To our knowledge, few studies have previously evaluated BB and ACEi alone or in combination to prevent myocardial dysfunction in patients who are receiving cardiotoxic therapies, although none of them evaluated GLS.12,13 Our data support the high sensitivity of GLS to identify subclinical damage and that cardiotoxic effects after anthracyclines occur within the first year after administration.14 The benefit related to a cardioprotective strategy was most evident in physically healthy and younger patients and patients without comorbidities, thus confirming that a cardioprotective strategy should be highly considered for all patients and not only for those classically considered at high risk.9 Conversely, the PRADA study (median follow-up, 23 months) showed that candesartan treatment was associated with a significant reduction in EDVI and only an attenuated decline in GLS and modest effect on LVEF at 2 years, suggesting that a cardioprotective approach may not be required in patients without preexisting cardiovascular disease.15
Limitations
This study had limitations.
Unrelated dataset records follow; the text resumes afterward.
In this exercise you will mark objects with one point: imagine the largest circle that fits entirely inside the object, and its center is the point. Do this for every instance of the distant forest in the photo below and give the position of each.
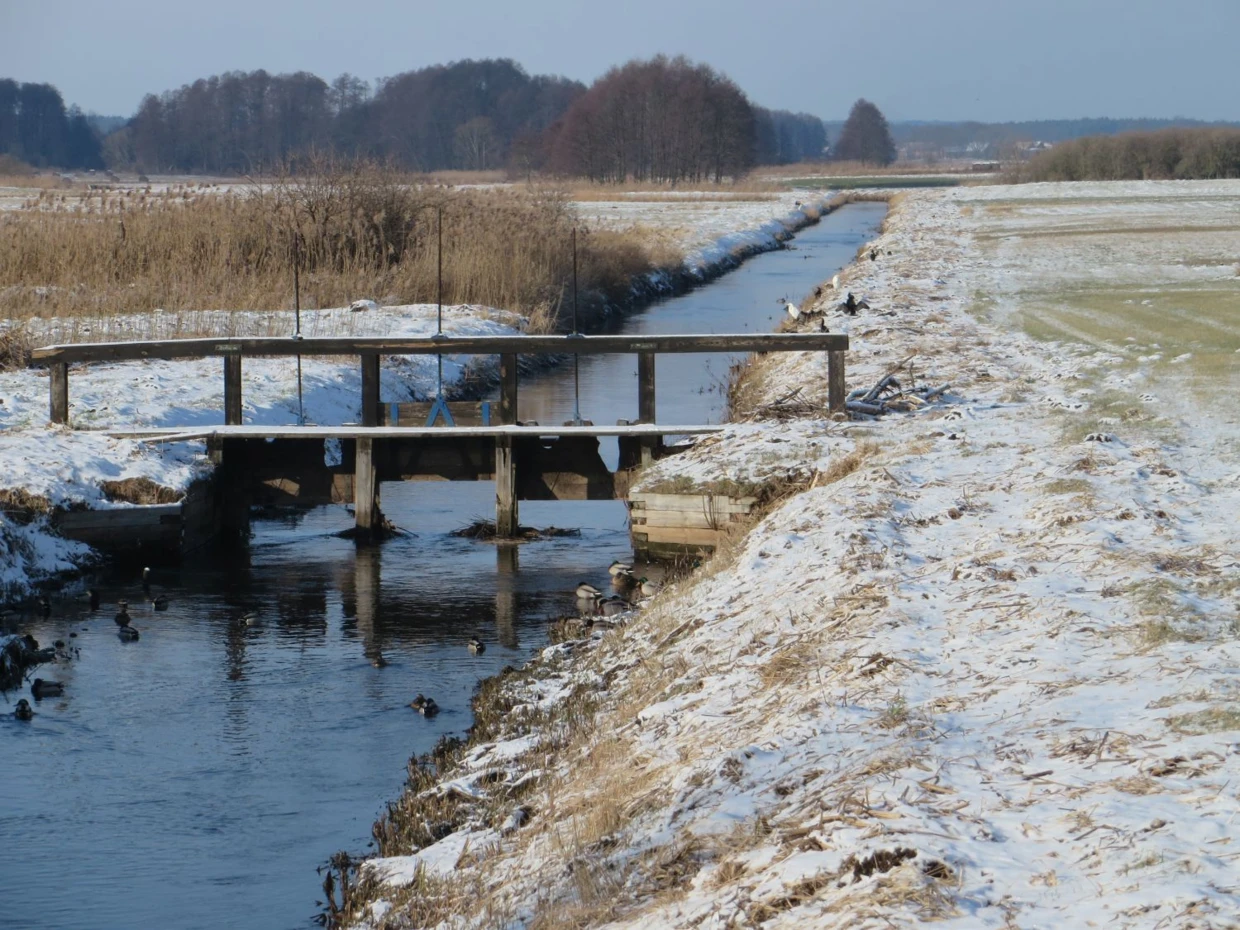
(660, 119)
(469, 114)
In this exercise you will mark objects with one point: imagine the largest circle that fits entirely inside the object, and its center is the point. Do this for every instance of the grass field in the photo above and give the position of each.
(1147, 275)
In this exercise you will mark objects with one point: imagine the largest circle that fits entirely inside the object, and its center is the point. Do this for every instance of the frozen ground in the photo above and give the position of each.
(708, 228)
(66, 468)
(980, 666)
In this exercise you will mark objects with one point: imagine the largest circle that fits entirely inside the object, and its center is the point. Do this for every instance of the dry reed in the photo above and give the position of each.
(355, 230)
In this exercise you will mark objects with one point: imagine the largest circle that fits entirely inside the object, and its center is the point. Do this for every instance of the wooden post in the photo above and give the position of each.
(366, 491)
(646, 402)
(506, 511)
(836, 381)
(507, 389)
(232, 389)
(60, 392)
(370, 389)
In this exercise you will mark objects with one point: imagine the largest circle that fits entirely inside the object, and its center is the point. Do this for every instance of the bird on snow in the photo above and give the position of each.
(792, 309)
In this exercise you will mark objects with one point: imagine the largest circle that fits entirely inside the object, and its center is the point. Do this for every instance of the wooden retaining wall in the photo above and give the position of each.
(672, 525)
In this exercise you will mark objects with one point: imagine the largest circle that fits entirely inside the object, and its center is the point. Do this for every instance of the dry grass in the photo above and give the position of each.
(852, 169)
(358, 231)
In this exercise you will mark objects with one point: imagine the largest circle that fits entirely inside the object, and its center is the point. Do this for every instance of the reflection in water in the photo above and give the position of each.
(196, 778)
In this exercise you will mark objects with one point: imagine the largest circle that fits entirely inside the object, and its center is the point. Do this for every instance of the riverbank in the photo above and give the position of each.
(47, 469)
(975, 664)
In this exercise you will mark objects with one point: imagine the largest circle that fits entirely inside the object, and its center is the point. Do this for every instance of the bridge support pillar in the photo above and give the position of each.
(836, 381)
(366, 491)
(505, 489)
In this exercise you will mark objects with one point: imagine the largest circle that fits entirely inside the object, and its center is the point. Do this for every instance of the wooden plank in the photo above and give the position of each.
(507, 413)
(465, 413)
(682, 536)
(698, 502)
(370, 389)
(836, 392)
(445, 345)
(355, 432)
(682, 518)
(232, 391)
(506, 507)
(60, 393)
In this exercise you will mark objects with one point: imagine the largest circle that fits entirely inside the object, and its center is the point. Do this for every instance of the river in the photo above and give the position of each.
(197, 778)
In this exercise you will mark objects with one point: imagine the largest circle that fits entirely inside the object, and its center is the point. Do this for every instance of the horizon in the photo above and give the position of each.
(959, 65)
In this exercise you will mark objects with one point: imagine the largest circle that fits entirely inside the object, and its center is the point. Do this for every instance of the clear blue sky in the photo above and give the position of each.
(987, 60)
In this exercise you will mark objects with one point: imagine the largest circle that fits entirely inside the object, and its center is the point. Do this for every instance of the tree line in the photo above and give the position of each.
(37, 129)
(659, 119)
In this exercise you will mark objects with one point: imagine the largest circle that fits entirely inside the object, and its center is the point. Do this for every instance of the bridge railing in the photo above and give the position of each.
(371, 349)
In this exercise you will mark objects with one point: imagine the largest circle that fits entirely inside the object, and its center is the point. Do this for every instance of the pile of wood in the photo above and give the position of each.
(888, 396)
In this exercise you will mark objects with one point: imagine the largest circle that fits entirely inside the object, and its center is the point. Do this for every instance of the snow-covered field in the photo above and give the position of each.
(66, 468)
(981, 668)
(707, 228)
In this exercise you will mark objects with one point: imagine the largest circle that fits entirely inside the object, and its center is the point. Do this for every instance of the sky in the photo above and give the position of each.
(947, 60)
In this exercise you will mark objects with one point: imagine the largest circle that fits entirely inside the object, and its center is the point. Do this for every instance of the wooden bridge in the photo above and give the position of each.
(478, 440)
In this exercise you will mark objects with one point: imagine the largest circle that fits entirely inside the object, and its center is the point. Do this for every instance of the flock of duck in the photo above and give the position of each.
(589, 600)
(44, 688)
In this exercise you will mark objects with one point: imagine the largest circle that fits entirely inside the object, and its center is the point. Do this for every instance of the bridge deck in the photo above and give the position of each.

This was a preplanned interim analysis and the results, although significantly favoring a cardioprotective strategy, have to be confirmed at the final study analysis. Moreover, the slow rate of enrollment, worsened by the outbreak of COVID-19 that has severely affected the ability to safely conduct clinical trials, led to the prematurely termination of recruitment.
Conclusions
This preplanned interim analysis of the SAFE randomized clinical trial suggests that cardioprotective pharmacological strategies in patients who are affected by BC and receiving an anthracycline-based chemotherapy are overall well tolerated and seem to protect against LVEF decline and heart remodeling. Nevertheless, these encouraging preliminary results will have to be confirmed at the final results analysis.